Simple for loop and we will append the cosine scores to an empty list.

In [5]:
df= pd.DataFrame(combine_list,columns=['Original_Headline','new_headlines'])
df['Cosine_Score'] = Cosine_Score

Now that we got our scores, let's roll them up into a dataframe

In [6]:
df.head()

Unnamed: 0,Original_Headline,new_headlines,Cosine_Score
0,Life Insurance - Why Pay More?,message : \n\n\n\n\n\ Life Insurance - Why Pay...,0.846647
1,"FORTUNE 500 COMPANY HIRING, AT HOME REPS.","FORTUNE 500 COMPANY HIRING, AT HOME REPS.",1.0
2,Re: PROTECT YOUR COMPUTER AGAINST HARMFUL VIRU...,My name is Bodie,0.0


###  Text one

In [7]:
print(headlines[0])
print("----------------------")
print(new_headlines[0])

Life Insurance - Why Pay More?
----------------------
message : 




\ Life Insurance - Why Pay More?


We see the first raw has a cosine similiarty score of .84.  The high score indicates that these documents are likely a match. When we review the text itself, we see that  'message' is introduced into new_headlines which causes the departure from a cosine similiarty score of 1. 

### Text two

In [8]:
print(headlines[1])
print("----------------------")
print(new_headlines[1])

FORTUNE 500 COMPANY HIRING, AT HOME REPS.
----------------------
FORTUNE 500 COMPANY HIRING, AT HOME REPS.
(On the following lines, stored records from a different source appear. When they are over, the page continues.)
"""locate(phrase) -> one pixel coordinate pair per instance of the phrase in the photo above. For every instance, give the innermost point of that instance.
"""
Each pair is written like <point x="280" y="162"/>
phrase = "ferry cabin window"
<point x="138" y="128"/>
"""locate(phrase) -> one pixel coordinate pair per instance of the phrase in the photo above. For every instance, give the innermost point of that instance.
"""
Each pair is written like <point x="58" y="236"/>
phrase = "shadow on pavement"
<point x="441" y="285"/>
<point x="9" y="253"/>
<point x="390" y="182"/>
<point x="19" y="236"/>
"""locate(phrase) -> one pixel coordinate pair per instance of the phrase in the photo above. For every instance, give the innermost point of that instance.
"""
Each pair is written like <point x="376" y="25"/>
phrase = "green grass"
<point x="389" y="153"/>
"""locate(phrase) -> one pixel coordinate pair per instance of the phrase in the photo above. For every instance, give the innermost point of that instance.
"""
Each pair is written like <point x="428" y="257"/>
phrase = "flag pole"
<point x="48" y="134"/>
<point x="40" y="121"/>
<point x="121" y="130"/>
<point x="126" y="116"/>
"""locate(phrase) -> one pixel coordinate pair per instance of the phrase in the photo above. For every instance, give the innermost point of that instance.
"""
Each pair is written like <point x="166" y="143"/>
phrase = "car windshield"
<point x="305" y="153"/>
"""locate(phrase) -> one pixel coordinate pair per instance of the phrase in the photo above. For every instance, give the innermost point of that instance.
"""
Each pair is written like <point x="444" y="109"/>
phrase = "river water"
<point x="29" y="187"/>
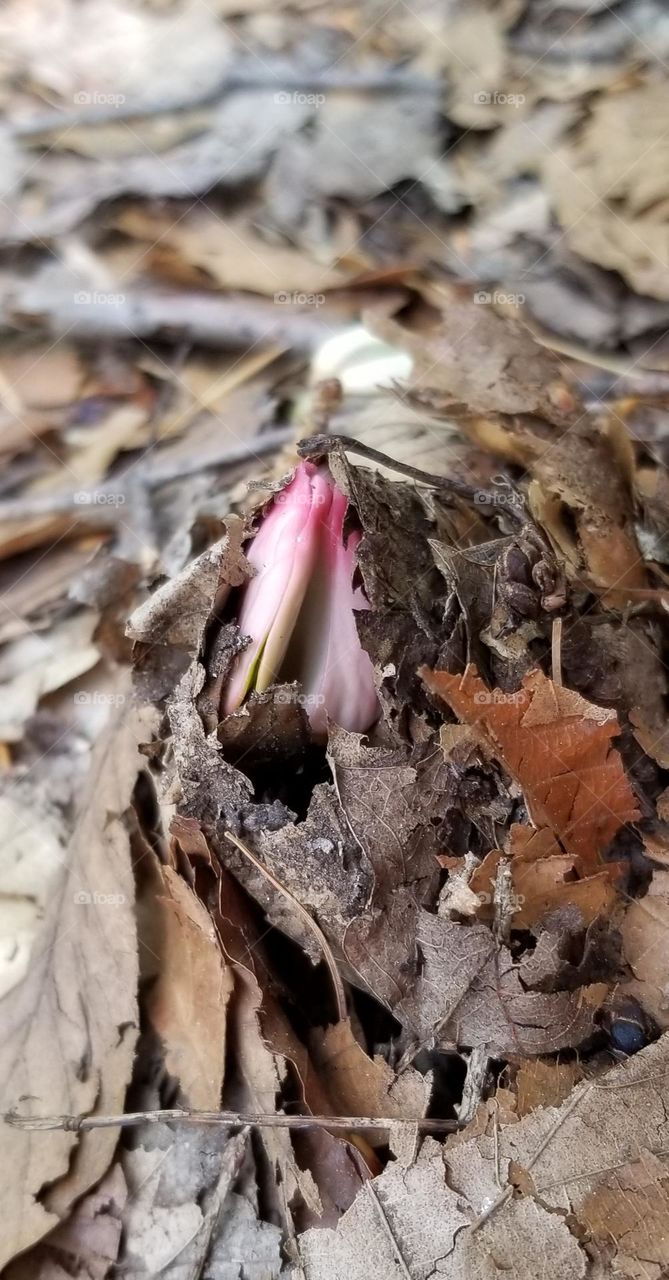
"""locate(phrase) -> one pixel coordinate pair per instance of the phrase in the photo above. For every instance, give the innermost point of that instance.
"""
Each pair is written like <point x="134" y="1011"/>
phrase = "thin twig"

The second text has a cosine similiarty score of 1. This is great, this indicates that the texts are exact matches. We can verify this by looking at both print statements.


### Text Three

Finally, we have a cosine similiarty score of  0. Score of 0 indicates  that these documents are not similiar at all. This would prompt futhur investigation into these texts. Let's print them and take a look!

In [9]:
print(headlines[2])
print("----------------------")
print(new_headlines[2])

Re: PROTECT YOUR COMPUTER AGAINST HARMFUL VIRUSES! 21198
----------------------
My name is Bodie


Clearly, these are two different  text. Our cosine similairty scores caught this and identified this for us. Therefore we can trust this on scale veryifing thousands of documents etc.

# Final Thoughts

My hope is that this notebook was useful. Often I've seen other tuturials teaching cosine similiarty as a basis of NLP work. But I haven't seen it used a data quality check in any type of use case. I was excited to use machine learning in a creative way.